I have done showing $A$ is Banach : If $(f_n)$ is Cauchy sequence, then for any $z$, $(f_n(z))$ is Cauchy, so there exist a pointwise limit $f(z)$. Now, it is easy to show that $f$ is bounded . To show that $f$ is analytic we use, uniform convergence and Morera's theorem and then we prove $f_n \to f$. This is all about showing $A$ is Banach space.
Now, I am interested in showing whether this space is separable or not.

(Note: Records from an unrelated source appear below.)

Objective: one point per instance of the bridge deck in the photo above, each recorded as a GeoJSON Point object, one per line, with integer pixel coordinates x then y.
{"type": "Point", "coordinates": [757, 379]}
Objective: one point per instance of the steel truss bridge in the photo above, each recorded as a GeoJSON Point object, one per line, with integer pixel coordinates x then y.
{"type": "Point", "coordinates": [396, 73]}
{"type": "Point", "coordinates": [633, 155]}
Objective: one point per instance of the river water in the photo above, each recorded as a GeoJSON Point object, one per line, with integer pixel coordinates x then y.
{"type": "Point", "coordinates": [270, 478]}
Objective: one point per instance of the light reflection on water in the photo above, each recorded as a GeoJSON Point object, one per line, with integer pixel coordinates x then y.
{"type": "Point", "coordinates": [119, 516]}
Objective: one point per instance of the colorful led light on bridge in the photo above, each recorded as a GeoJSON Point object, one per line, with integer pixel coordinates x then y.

I did the following argument:
Let $E$ be a countable dense subset of $\mathbb{D}$. Any $f \in A$ is also continuous, and thus all sequences in $E^{\mathbb{N}}$ uniquely determine $f$, so there is a bijection from $E^{\mathbb{N}}$ to $A$. So cardinality of $A$ is cardinality of $E^\mathbb{N}$ is same as cardinality of $\mathbb{R}$. So, $|A| = |\mathbb{R}|$. Now, this does not prove that $A$ is separable, but we also know that separable spaces have cardinality of at most $|\mathbb{R}|$ .So this is just a possibility.
The other ways I thought to apply Stone Weierstrass theorem, but I am not sure if that is applicable to complex functions. How do I prove that $A$ is separable or not?